Je commence par cette question en faveur des pauvres impuissants, frigidi et maleficiati, comme disent les Décrétales : Y a-t-il un médecin, une matrone experte qui puisse assurer qu’un jeune homme bien conformé, qui ne fait point d’enfants à sa femme, ne lui en pourra pas faire un jour ? La nature le sait, mais certainement les hommes n’en savent rien. Si donc il est impossible de décider que le mariage ne sera pas consommé, pourquoi le dissoudre ?

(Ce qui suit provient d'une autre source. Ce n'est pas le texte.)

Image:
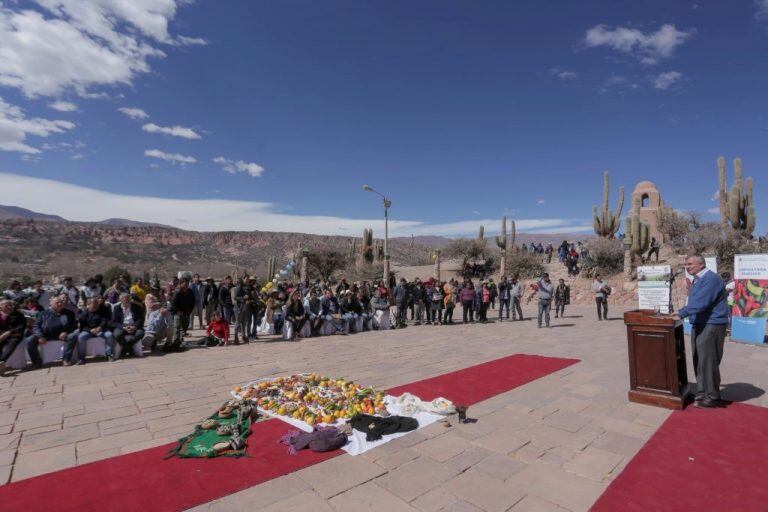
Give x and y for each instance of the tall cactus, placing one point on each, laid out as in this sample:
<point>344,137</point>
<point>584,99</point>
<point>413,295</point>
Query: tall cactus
<point>502,243</point>
<point>607,223</point>
<point>737,207</point>
<point>366,248</point>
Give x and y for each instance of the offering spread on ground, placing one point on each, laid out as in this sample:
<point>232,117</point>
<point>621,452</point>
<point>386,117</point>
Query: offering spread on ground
<point>313,399</point>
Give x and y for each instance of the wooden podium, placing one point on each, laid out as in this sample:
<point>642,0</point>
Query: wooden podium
<point>657,369</point>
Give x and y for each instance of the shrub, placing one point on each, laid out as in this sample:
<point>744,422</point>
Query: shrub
<point>525,265</point>
<point>605,257</point>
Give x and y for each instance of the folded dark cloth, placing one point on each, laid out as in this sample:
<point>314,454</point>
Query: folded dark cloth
<point>375,426</point>
<point>322,439</point>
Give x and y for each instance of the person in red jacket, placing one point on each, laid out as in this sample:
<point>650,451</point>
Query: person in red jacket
<point>217,332</point>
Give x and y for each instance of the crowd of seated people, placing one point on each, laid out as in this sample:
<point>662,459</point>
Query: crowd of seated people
<point>132,319</point>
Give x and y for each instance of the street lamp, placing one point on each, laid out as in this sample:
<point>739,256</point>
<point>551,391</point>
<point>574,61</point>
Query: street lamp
<point>387,204</point>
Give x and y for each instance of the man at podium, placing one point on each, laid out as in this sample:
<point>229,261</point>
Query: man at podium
<point>707,310</point>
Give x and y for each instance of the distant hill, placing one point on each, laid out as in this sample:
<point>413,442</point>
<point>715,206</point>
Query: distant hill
<point>15,212</point>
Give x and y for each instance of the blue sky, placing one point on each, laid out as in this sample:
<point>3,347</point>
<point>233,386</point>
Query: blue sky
<point>271,115</point>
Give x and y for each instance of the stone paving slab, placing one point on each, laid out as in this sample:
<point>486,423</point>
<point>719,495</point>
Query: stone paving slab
<point>551,445</point>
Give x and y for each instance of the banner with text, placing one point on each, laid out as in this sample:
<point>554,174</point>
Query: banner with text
<point>750,298</point>
<point>653,287</point>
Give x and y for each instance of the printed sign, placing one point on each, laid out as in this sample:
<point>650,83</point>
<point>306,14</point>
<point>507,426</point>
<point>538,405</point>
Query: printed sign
<point>750,298</point>
<point>653,287</point>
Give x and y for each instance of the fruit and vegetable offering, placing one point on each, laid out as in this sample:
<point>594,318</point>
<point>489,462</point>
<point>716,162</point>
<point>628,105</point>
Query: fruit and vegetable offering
<point>314,398</point>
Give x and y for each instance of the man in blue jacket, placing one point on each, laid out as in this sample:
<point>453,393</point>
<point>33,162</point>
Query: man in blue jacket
<point>707,310</point>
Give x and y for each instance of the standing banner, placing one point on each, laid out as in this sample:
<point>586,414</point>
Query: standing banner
<point>653,287</point>
<point>750,298</point>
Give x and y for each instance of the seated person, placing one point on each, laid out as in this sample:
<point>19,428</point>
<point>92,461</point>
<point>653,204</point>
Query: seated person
<point>55,323</point>
<point>12,325</point>
<point>94,322</point>
<point>295,314</point>
<point>332,312</point>
<point>159,325</point>
<point>314,309</point>
<point>217,331</point>
<point>128,326</point>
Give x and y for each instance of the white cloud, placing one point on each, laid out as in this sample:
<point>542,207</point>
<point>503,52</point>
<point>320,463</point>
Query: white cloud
<point>666,80</point>
<point>80,44</point>
<point>134,113</point>
<point>63,106</point>
<point>649,48</point>
<point>170,157</point>
<point>176,131</point>
<point>563,74</point>
<point>15,127</point>
<point>229,214</point>
<point>233,167</point>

On attendait deux ans chez les Romains. Justinien, dans ses Novelles[2], veut qu’on attende trois ans. Mais si on accorde trois ans à la nature pour se guérir, pourquoi pas quatre, pourquoi pas dix, ou même vingt ?

On a connu des femmes qui ont reçu dix années entières les embrassements de leurs maris sans aucune sensibilité, et qui ensuite ont éprouvé les stimulations les plus violentes. Il peut se trouver des mâles dans ce cas ; il y en a eu quelques exemples.

La nature n’est en aucune de ses opérations si bizarre que dans la copulation de l’espèce humaine ; elle est beaucoup plus uniforme dans celle des autres animaux.

C’est chez l’homme seul que le physique est dirigé et corrompu par le moral ; la variété et la singularité de ses appétits et de ses dégoûts est prodigieuse. On a vu un homme qui tombait en défaillance à la vue de ce qui donne des désirs aux autres. Il est encore dans Paris quelques personnes témoins de ce phénomène.

Un prince, héritier d’une grande monarchie, n’aimait que les pieds. On a dit qu’en Espagne ce goût avait été assez commun. Les femmes, par le soin de les cacher, avaient tourné vers eux l’imagination de plusieurs hommes.

Cette imagination passive a produit des singularités dont le détail est à peine compréhensible. Souvent une femme, par son incomplaisance, repousse le goût de son mari et déroute la nature. Tel homme qui serait un Hercule avec des facilités devient un eunuque par des rebuts. C’est à la femme seule qu’il faut alors s’en prendre. Elle n’est pas en droit d’accuser son mari d’une impuissance dont elle est cause. Son mari peut lui dire : Si vous m’aimez, vous devez me faire les caresses dont j’ai besoin pour perpétuer ma race ; si vous ne m’aimez pas, pourquoi m’avez-vous épousé ?

Ceux qu’on appelait les maléficiés étaient souvent réputés ensorcelés. Ces charmes étaient fort anciens. Il y en avait pour ôter aux hommes leur virilité ; il en était de contraires pour la leur rendre. Dans Pétrone, Chrysis croit que Polyenos, qui n’a pu jouir de Circé, a succombé sous les enchantements des magiciennes appelées Manicæ et une vieille veut le guérir par d’autres sortiléges.

Cette illusion se perpétua longtemps parmi nous ; on exorcisa au lieu de désenchanter ; et quand l’exorcisme ne réussissait pas, on démariait.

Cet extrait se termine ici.